Our beloved government has announced changes to the tribunal system. Allow me to explain.

Many many years ago the idea got around that there were far too many courts and they were far too complicated for the common man to follow. So tribunals were invented and were meant to be lawyer free to make the whole process a lot simpler. At first there was one tribunal, but they liked them so much they decided to have another and then another. These days tribunals are all over the place for all sorts of subjects.

The government now says there are far too many tribunals about, and wants to bring them all together with just one tribunal. It will consist of a first tier tribunal and an upper tribunal. Each of these tribunals will be split into chambers. There will be five chambers in the first tier and if you want to appeal from a decision of any of these chambers you will then go to one of the three upper tribunal chambers. So that's all very clear then!

Instead of having, for example, a tax tribunal, like we have nowadays, there will now be a tax chamber of the single unified tribunal. Easy. You don't think so? Well you must be wrong because this is what the government says, and their press release makes clear that these changes are designed to 'make the process easier for the public to understand'.

In reality lawyers appear just as much at tribunals as they do at court and therefore they are just as complicated. If I peer into my crystal ball I believe that in a few years from now some bright spark will look at this 'unified' tribunal system and say “why is it that we've got this tribunal system here and that court system over there. Why are there two? Why don't we just put them together, and save a load of faff”? So we'll put them back together and end up back where we started with one court system.

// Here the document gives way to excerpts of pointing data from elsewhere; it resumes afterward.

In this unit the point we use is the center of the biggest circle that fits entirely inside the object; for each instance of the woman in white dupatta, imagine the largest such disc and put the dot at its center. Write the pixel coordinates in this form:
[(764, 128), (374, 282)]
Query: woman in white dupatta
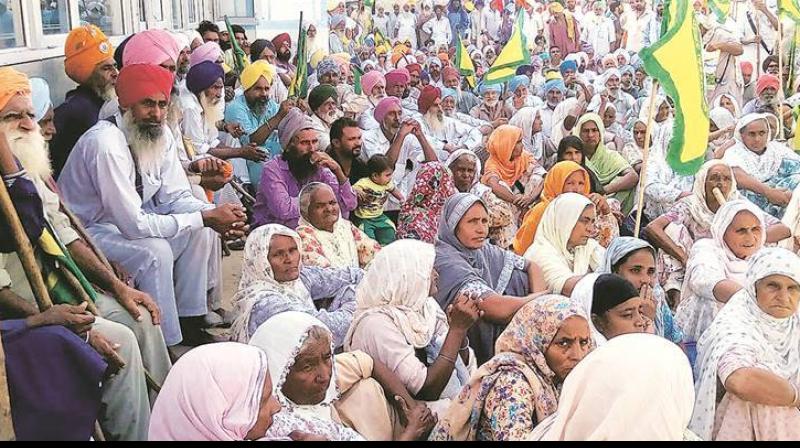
[(717, 266), (635, 387), (753, 350)]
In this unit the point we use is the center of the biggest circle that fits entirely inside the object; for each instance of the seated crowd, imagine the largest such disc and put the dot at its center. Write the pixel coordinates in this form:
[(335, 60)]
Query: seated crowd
[(422, 260)]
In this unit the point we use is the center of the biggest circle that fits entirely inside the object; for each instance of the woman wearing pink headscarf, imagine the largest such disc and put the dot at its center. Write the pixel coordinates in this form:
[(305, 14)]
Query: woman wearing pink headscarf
[(217, 392)]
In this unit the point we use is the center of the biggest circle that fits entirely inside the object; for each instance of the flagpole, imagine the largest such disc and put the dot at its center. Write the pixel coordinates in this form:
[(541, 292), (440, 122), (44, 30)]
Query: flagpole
[(645, 157), (781, 93)]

Looking even further to the future, somebody will eventually say “isn't it awful how complicated the courts are, we really should invent something that's nice and straightforward that the common man can understand”. No doubt a committee will ponder the matter, and then invent something new. How about tribunals?

All this of course in the cause of 'making the process easier for the public to understand'. What we really need to do is to take the bull by the horns and completely reform the whole Legal System to make it more straightforward. After all the law was created for the people, the average man or woman in the street and not for lawyers. I believe that is where the complexity and confusion really lies.